Asher said there were no positive tests reported among students or staff during the month of March, and have only seen four positive student cases and one positive staff case so far for the month of April.
She said the increase in positive cases from March to April is comparable to what has been recorded in other parts of the county.
3% staff compensation increase, stipend approved
The board unamiously approved (with board member Jill Kaweick abstaining due to a conflict of interest) a staff compensation increase and a prorated stipend for all staff.
All employees will also receive a prorated stipend – full-time employees will receive the full $1,000, amounts are proportional for part-time employees (for example, an employee working 75% of the time would receive $750).
“The 3% is teacher salary amounts from this current year with 3% added on,” Business Manager Pete Kempen said. “Teachers that have completed the requirements of professional development earn their step increase on the salary schedule, and that amount is removed from the total.
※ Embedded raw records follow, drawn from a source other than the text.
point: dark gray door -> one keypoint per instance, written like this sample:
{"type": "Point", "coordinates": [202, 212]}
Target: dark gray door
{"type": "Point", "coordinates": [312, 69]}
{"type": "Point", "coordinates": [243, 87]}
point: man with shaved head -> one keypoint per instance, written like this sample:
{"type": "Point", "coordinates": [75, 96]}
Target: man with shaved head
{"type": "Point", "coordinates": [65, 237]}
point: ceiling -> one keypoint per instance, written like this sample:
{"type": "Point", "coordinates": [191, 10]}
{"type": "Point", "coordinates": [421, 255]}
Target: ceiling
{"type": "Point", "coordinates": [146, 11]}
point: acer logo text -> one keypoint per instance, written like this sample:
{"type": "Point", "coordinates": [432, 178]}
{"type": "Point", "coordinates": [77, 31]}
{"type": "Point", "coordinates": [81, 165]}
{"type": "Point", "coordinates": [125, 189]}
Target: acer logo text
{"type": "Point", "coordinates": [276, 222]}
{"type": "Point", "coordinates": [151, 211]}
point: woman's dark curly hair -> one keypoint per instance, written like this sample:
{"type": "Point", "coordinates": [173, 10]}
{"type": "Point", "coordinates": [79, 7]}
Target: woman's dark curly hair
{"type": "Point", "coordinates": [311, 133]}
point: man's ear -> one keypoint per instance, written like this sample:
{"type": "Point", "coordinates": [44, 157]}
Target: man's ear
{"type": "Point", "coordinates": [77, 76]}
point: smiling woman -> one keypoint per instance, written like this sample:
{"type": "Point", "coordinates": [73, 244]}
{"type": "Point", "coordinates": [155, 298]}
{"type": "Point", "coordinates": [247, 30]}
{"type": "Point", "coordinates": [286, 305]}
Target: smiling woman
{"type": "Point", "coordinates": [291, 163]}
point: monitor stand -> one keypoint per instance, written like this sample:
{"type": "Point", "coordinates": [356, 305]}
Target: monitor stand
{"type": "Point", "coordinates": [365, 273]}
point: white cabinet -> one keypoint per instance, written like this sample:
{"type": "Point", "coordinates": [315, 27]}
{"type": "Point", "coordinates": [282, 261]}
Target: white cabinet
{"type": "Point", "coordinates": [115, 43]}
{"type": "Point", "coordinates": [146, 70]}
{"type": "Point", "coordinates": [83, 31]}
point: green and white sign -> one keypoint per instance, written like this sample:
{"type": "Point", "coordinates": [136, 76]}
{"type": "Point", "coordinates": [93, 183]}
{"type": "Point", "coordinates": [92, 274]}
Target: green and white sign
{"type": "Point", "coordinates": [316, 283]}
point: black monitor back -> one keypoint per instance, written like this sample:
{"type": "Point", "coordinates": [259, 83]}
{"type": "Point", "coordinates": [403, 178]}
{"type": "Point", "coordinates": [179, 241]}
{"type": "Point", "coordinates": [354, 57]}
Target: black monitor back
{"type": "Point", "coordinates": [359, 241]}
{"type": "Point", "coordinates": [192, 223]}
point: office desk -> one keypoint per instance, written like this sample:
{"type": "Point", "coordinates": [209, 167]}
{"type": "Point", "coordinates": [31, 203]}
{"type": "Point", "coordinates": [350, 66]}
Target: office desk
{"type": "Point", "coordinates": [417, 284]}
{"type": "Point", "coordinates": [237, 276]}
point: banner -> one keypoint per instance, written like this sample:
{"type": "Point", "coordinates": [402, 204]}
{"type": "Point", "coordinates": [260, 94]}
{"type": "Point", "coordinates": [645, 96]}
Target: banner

The remainder is then spread across the salary schedule to determine individual cell increases. In effect, teachers that earn more receive less of a percentage than those teachers who are just starting their careers percentage-wise.”
Board members said these measures would allow them to remain competitive with surrounding districts and retain current employees while still practicing fiscal responsibility.
“We wanted to make sure that we had incentives in place, because we want to honor our staff,” Rohm said. “We have wonderfully talented people that deserve the world.”
De Pere Board of Park Commissioners
Self-serve kayak rental project moves forward
Definitely De Pere is proposing the Bomier boat launch site become a self-serve kayak rental next year.
Phase I involves one kayak rack at Bomier with six rentable kayaks, accessible through an app, to open in 2023.
One kayak rack and six kayaks are estimated to cost $12,600.
“The kayak rental project will bring more people to downtown, and increase vibrancy and vitality,” the organization said in its proposal letter to the De Pere Board of Park Commissioners, asking the city to partner with it and Kayak Wisconsin for the project.
“There’s been a really strong desire that has been communicated to us by the community to better activate our river, specifically, with kayaks,” Tina Quigley, executive director of Definitely De Pere, said.
Phase II could start the following year with two more kayak racks and 12 kayaks at Voyageur Park.
Definitely De Pere and Kayak Wisconsin would raise those funds, while the city would be asked to prepare the launch site, including an 8’ x 15’ gravel or concrete base for the rack system.
Quigley said her group is so sure of the project’s success that if the city is hesitant to spring for the installment, they’d raise the $2,000 or $3,000 for it.
She said with the opening in 2023 of the Mulva Cultural Center, up to 150,000 people per year are expected to visit downtown De Pere and they will be on the lookout for other activities to do.
Not everyone’s completely sold on the location, though.
“Why wouldn’t Voyageur Park be the first place to do this?” Commissioner Jim Kneiszl asked.
One reason, Quigley said, is Bomier already has a boat launch, so all it would need is the rack base.
Another – visibility.
“For people who are traveling across the bridge, or who are at the Mulva Center, they will see, physically see, those kayaks and see the launch at Bomier,” Quigley said.
She said the clock is ticking to get started on Phase I.
“The Bomier location provides the ability to launch the project in 2023 without waiting another year,” Quigley said. “I think that’s important seeing that the communities south of us are already ahead of the game.”
The park board unanimously gave Definitely De Pere the go-ahead to start fundraising for Phase I when it met April 21.
Next the proposal will head to the Common Council to hammer out the project’s final details.